Compute $\iint_D4\cos^2{(2x+y)} \ dxdy$. 
Compute $$\iint_D4\cos^2{(2x+y)} \ dxdy,$$
where $D=\{2\leq 2x+y \leq 6, \ x\geq0, \ y\geq 0 \}.$

I want to make an apropriate change of variables.

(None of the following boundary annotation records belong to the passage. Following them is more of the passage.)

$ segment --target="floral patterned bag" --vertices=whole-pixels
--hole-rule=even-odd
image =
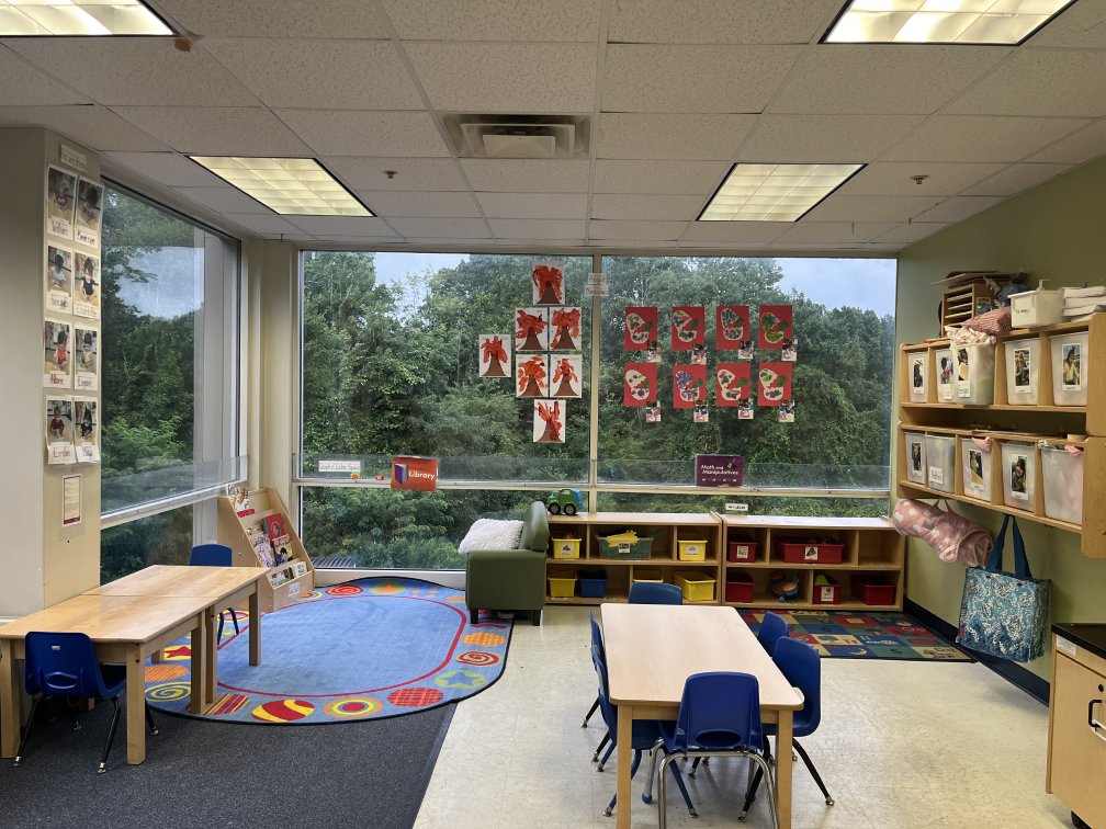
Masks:
[[[1014,527],[1014,571],[1002,573],[1006,525]],[[1029,662],[1044,653],[1048,627],[1048,579],[1035,579],[1025,558],[1025,543],[1010,515],[994,537],[983,567],[964,571],[957,642],[980,653]]]

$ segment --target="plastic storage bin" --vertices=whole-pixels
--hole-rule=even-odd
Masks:
[[[727,562],[755,562],[757,542],[748,538],[731,538],[726,544]]]
[[[993,450],[980,449],[971,438],[960,439],[960,469],[964,481],[964,495],[982,501],[991,500],[993,460]]]
[[[929,351],[906,353],[906,378],[910,402],[926,402],[929,386]]]
[[[933,375],[937,380],[937,400],[951,403],[956,399],[957,364],[951,348],[933,351]]]
[[[685,601],[713,601],[714,579],[702,573],[676,574],[676,584],[684,590]]]
[[[1041,447],[1044,514],[1071,524],[1083,523],[1083,455],[1063,447]]]
[[[1011,406],[1036,406],[1041,388],[1041,340],[1012,339],[1006,349],[1006,400]]]
[[[956,484],[957,439],[951,434],[926,436],[926,485],[952,492]]]
[[[952,357],[956,366],[952,402],[970,406],[994,402],[994,345],[954,345]]]
[[[845,545],[837,542],[780,542],[787,564],[841,564]]]
[[[707,559],[707,542],[702,538],[681,538],[676,542],[677,557],[681,562],[705,562]]]
[[[580,538],[554,538],[554,558],[580,558]]]
[[[1052,401],[1056,406],[1087,405],[1091,337],[1087,332],[1052,337]]]
[[[726,579],[726,600],[743,602],[753,600],[753,578],[748,573],[734,573]]]
[[[904,432],[906,439],[906,478],[914,483],[926,483],[926,436]]]
[[[580,595],[585,599],[602,599],[607,595],[606,570],[581,570]]]
[[[1016,510],[1033,512],[1035,482],[1036,447],[1032,443],[1003,443],[1002,502]]]

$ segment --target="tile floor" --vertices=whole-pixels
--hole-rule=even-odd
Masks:
[[[614,827],[603,809],[608,770],[589,763],[604,734],[588,657],[587,608],[546,608],[543,625],[515,626],[504,675],[457,706],[417,829]],[[1048,713],[972,663],[822,661],[823,721],[803,741],[836,800],[826,806],[802,763],[793,826],[842,829],[1070,827],[1044,790]],[[634,826],[656,826],[634,780]],[[671,827],[739,827],[742,760],[713,760],[688,781],[699,818],[668,787]],[[759,797],[744,826],[768,827]]]

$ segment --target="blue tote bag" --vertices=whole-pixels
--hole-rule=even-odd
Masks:
[[[1013,524],[1014,571],[1002,571],[1006,525]],[[957,642],[980,653],[1029,662],[1044,653],[1048,627],[1048,579],[1033,578],[1025,558],[1025,543],[1010,515],[994,537],[983,567],[964,573]]]

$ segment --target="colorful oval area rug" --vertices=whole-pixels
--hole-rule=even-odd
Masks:
[[[379,720],[457,702],[500,678],[512,621],[470,625],[465,592],[407,578],[320,588],[261,619],[261,664],[249,664],[250,620],[228,618],[216,699],[191,711],[190,642],[146,667],[146,702],[220,722],[313,725]]]

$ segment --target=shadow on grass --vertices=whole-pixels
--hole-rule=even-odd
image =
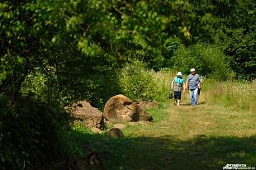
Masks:
[[[129,137],[76,132],[73,140],[102,155],[104,170],[221,170],[226,164],[256,167],[256,136]]]

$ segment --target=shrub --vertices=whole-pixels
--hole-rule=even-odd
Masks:
[[[0,99],[0,169],[35,169],[67,155],[68,115],[28,97],[14,106]]]
[[[172,59],[172,68],[188,74],[195,68],[201,75],[220,80],[233,78],[229,60],[221,50],[213,46],[198,44],[181,47]]]
[[[120,70],[119,86],[123,94],[133,100],[168,99],[171,74],[170,70],[157,72],[146,68],[138,60],[127,64]]]

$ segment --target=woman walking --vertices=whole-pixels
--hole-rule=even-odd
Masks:
[[[181,100],[181,92],[183,90],[183,93],[185,92],[186,85],[184,79],[182,77],[181,72],[178,72],[176,76],[171,82],[171,89],[174,90],[175,104],[180,105]]]

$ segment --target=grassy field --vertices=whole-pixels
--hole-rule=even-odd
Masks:
[[[152,122],[127,125],[125,137],[77,129],[74,140],[102,155],[92,169],[222,170],[226,164],[256,167],[256,85],[206,82],[199,104],[183,94],[149,112]],[[241,90],[239,90],[243,87]]]

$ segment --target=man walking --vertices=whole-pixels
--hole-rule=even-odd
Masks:
[[[191,74],[188,75],[187,79],[187,87],[189,89],[190,103],[192,106],[197,104],[198,97],[198,89],[201,88],[201,79],[200,76],[196,73],[195,68],[190,69]]]

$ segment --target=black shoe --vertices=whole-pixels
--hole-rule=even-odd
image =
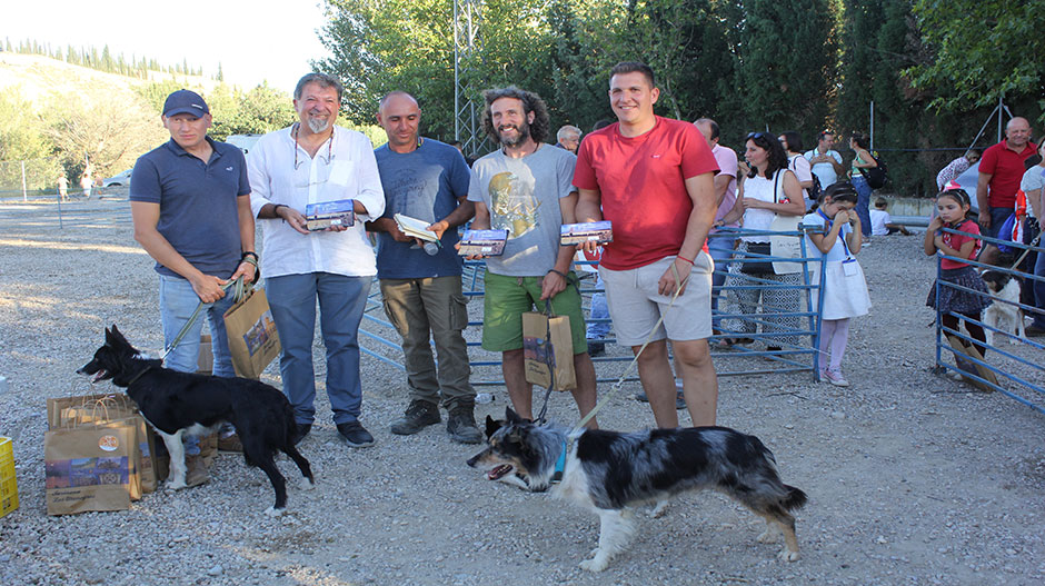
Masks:
[[[482,431],[476,426],[476,416],[471,407],[456,407],[447,417],[446,430],[450,439],[460,444],[478,444],[482,441]]]
[[[293,445],[297,446],[305,439],[305,436],[312,430],[312,424],[297,424],[295,435],[293,435]]]
[[[429,425],[436,425],[439,418],[439,406],[427,400],[410,401],[405,414],[392,421],[391,433],[397,436],[412,436]]]
[[[599,340],[588,340],[588,356],[595,358],[606,354],[606,342]]]
[[[645,391],[638,391],[635,394],[635,400],[643,403],[649,403],[649,397],[646,396]],[[683,396],[683,391],[678,390],[675,393],[675,408],[685,409],[686,408],[686,397]]]
[[[338,424],[338,434],[354,448],[368,448],[374,445],[374,436],[359,421]]]

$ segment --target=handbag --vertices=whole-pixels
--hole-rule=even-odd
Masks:
[[[265,289],[249,289],[225,312],[225,330],[236,376],[261,378],[261,373],[279,356],[279,334]]]
[[[777,170],[773,181],[773,200],[775,203],[780,201],[780,176],[783,170]],[[770,232],[797,232],[799,216],[773,215],[773,221],[769,224]],[[769,235],[769,250],[772,256],[777,258],[800,258],[802,257],[802,236]],[[772,262],[776,275],[790,275],[802,270],[800,262],[790,262],[786,260],[775,260]]]
[[[522,314],[522,368],[526,381],[555,390],[577,388],[574,370],[574,338],[569,316],[556,316],[551,305],[547,314]]]

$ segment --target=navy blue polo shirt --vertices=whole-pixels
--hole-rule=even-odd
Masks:
[[[131,201],[160,205],[157,230],[190,265],[226,279],[240,262],[238,197],[250,193],[243,151],[207,137],[213,152],[203,162],[173,139],[138,158]],[[156,264],[161,275],[180,277]]]

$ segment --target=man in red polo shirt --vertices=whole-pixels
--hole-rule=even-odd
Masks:
[[[648,66],[624,62],[610,71],[609,103],[618,122],[580,145],[576,216],[613,222],[599,275],[618,344],[637,354],[651,340],[639,355],[638,374],[657,426],[678,426],[668,339],[693,425],[708,426],[715,425],[718,378],[707,342],[714,262],[706,240],[718,207],[718,165],[695,126],[654,115],[659,96]],[[664,326],[654,331],[661,316]]]
[[[984,236],[997,238],[1002,224],[1012,216],[1019,180],[1026,170],[1023,161],[1035,150],[1037,145],[1031,142],[1031,123],[1026,118],[1016,117],[1005,126],[1005,140],[984,151],[976,185],[976,205],[979,206],[979,226]],[[991,248],[997,251],[996,247]]]

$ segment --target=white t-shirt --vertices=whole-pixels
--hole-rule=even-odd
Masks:
[[[813,149],[805,153],[805,158],[807,161],[812,161],[813,157],[818,157],[819,155],[816,149]],[[828,150],[827,155],[838,161],[838,165],[842,165],[842,155],[839,155],[837,150]],[[829,162],[818,162],[814,165],[813,173],[820,180],[820,189],[827,189],[828,186],[838,181],[838,173],[835,172],[835,167]]]
[[[889,234],[889,229],[885,227],[886,224],[893,224],[893,218],[889,216],[888,211],[883,209],[873,209],[870,210],[870,235],[872,236],[886,236]]]

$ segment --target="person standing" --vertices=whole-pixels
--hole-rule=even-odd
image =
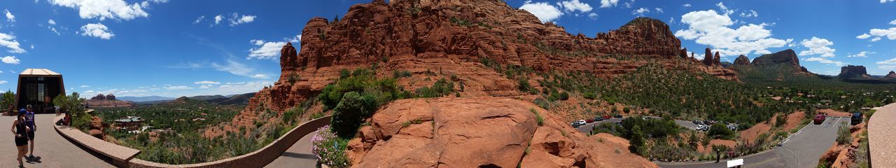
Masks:
[[[15,134],[15,148],[18,154],[15,159],[19,161],[19,167],[24,167],[22,164],[22,157],[25,156],[25,152],[27,152],[28,147],[28,131],[30,128],[25,123],[25,113],[19,113],[17,117],[15,117],[15,122],[13,122],[13,128],[9,129]]]
[[[25,105],[25,123],[30,130],[28,131],[28,140],[30,142],[31,152],[29,153],[28,158],[34,158],[34,131],[38,130],[38,127],[34,124],[34,110],[31,108],[31,105]]]

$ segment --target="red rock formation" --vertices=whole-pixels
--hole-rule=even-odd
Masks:
[[[689,71],[705,70],[697,63],[681,64],[668,59],[679,55],[681,42],[661,21],[637,18],[619,29],[591,38],[571,35],[553,23],[541,23],[529,12],[511,8],[504,1],[408,0],[386,4],[375,0],[352,5],[340,21],[313,18],[302,35],[297,54],[292,44],[280,50],[279,80],[250,99],[233,125],[225,130],[252,125],[257,110],[270,108],[281,113],[295,106],[338,79],[340,70],[375,64],[380,76],[391,75],[395,70],[409,71],[415,76],[437,71],[432,77],[399,80],[408,90],[435,82],[418,78],[457,76],[456,82],[465,86],[464,97],[527,94],[518,91],[516,82],[507,80],[503,72],[483,66],[480,60],[606,78],[633,71],[650,63],[615,59],[611,55],[655,59]]]
[[[715,57],[712,57],[712,64],[721,65],[722,64],[721,59],[722,59],[721,56],[719,56],[719,52],[717,51]]]
[[[415,120],[421,123],[406,124]],[[397,100],[370,122],[349,142],[353,166],[657,167],[631,154],[624,139],[589,138],[554,113],[512,98]]]
[[[687,48],[681,48],[681,54],[678,55],[681,58],[687,58]]]
[[[711,66],[712,63],[714,63],[712,61],[712,50],[710,50],[710,47],[706,47],[706,55],[703,56],[703,64]]]

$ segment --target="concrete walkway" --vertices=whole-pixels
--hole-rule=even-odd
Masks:
[[[312,132],[293,144],[289,149],[283,152],[274,162],[271,162],[264,167],[267,168],[292,168],[292,167],[314,167],[317,164],[317,157],[311,153],[311,138],[317,132]]]
[[[56,114],[37,114],[37,131],[35,132],[35,156],[39,156],[40,162],[24,163],[25,167],[115,167],[103,155],[94,155],[78,146],[68,141],[53,130],[53,117]],[[0,167],[18,167],[15,160],[16,148],[14,136],[9,131],[13,126],[14,116],[0,116]],[[27,154],[26,154],[27,155]],[[109,161],[110,162],[110,161]]]
[[[873,167],[896,167],[896,104],[883,105],[868,119],[868,149]]]

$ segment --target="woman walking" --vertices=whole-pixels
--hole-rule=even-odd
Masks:
[[[28,132],[31,128],[28,127],[25,123],[25,113],[19,113],[18,117],[15,118],[15,122],[13,122],[13,128],[9,130],[15,134],[15,148],[19,154],[16,155],[15,159],[19,160],[19,167],[24,167],[22,164],[22,157],[25,156],[25,152],[28,152]]]

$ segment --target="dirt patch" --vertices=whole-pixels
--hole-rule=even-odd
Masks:
[[[774,120],[774,118],[772,118]],[[753,143],[756,140],[756,137],[760,134],[769,132],[771,130],[771,126],[768,123],[757,123],[750,129],[744,130],[740,131],[740,139],[745,142]]]
[[[784,123],[784,130],[789,131],[799,126],[799,122],[803,122],[803,117],[806,117],[806,112],[797,112],[788,114],[787,122]]]
[[[821,109],[818,110],[818,113],[825,113],[829,117],[850,117],[851,113],[846,112],[836,111],[833,109]]]

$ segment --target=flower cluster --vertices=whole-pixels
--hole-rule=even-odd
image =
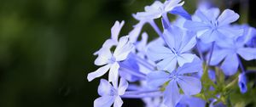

But to see what works, Here is a picure of the area:

So I realise that $u=2x+y$ is ok, but what should I set $v=$ to?
 A: Exact evaluation
For convenience, I set $v$ as the $u$-axis rotated by $90°$ anticlockwise.  i.e. $v = -x + 2y$.
\begin{align}
\begin{bmatrix}u \\ v\end{bmatrix} &= \begin{bmatrix}2 & 1 \\ -1 & 2 \end{bmatrix} \begin{bmatrix} x \\ y \end{bmatrix} \\
\begin{bmatrix}  x \\ y \end{bmatrix} &= \begin{bmatrix}2 & 1 \\ -1 & 2 \end{bmatrix}^{-1} \begin{bmatrix} u \\ v \end{bmatrix} = \begin{bmatrix}2/5 & -1/5 \\ 1/5 & 2/5 \end{bmatrix} \begin{bmatrix} u \\ v \end{bmatrix}
\end{align}
Find the boundaries of $D$.


*

*$2 \le u \le 6$

*$x \ge 0 \iff 2u - v \ge 0 \iff v \le 2u$

*$y \ge 0 \iff u + 2v \ge 0 \iff v \ge -\dfrac12u$


Compute the Jacobian determinant.
$$\left|\frac{\partial(u,v)}{\partial(x,y)}\right| = \begin{vmatrix}2 & 1 \\ -1 & 2 \end{vmatrix} = 5$$
$$\left|\frac{\partial(x,y)}{\partial(u,v)}\right| = \frac15$$
\begin{align}
\iint_D4\cos^2{(2x+y)} \ dxdy, &= \int_2^6 \int_{-u/2}^{2u} 4 \cos^2 u \cdot \frac15 dvdu \\
&= \frac45 \int_2^6 \frac52u \cdot \frac{1+\cos(2u)}{2} du \\
&= \int_2^6 (u + u\cos(2u)) du \\
&= \frac{6^2-2^2}{2} + \left[ \frac{u\sin(2u)}{2} \right]_2^6 - \int_2^6 \frac{\sin(2u)}{2} du \\
&= 16 + 3\sin(12)-\sin(4) + \frac{\cos(12)}{4}-\frac{\cos(4)}{4}
\end{align}
Monte-Carlo estimation
I typed this section for fun.  Sometimes $D$ has a boundary that can only be expressed as implicit functions.  In this case, the MonteCarlo_double method in the book Programming for Computations will be useful.
from prog4comp.MC_double import MonteCarlo_double
from math import cos, sin

f = lambda x, y: 4*cos(2*x+y)**2
def g(x,y):
    return 1 if (x >= 0 and y >= 0 and 2 <= 2*x+y <= 6) else -1
x0, x1, y0, y1, n = 0, 3, 0, 6, 10000

I_mc = MonteCarlo_double(f, g, x0, x1, y0, y1, n)
exact = 16.0 + 3.0*sin(12.0) - sin(4.0) + cos(12.0)/4.0 - cos(4.0)/4.0
print I_mc, exact  # return: 15.551363873174763, 15.5214581362

The function f is the integrand, and g selects the points in $D$.  (i.e. $g = 1_D - 1_{D^C}$)  MonteCarlo_double estimates $\text{Area of }D \times \Bbb{E}[f(X_i)1_D]$, where $X_i \sim \mathrm{Unif}([0,3] \times [0,6])$.
An difference of about $0.03$ is observed when $n^2 = (10^4)^2 = 10^8$ points are randomly selected in the rectangle $[0,3] \times [0,6]$.  The hand-calculated value above is close enough to the Monte-Carlo estimation.
N.B.: The syntax for print in Python 2.7 differs from its counterpart in 3.4.  This estimation is a verification of an answer, but it's never an answer.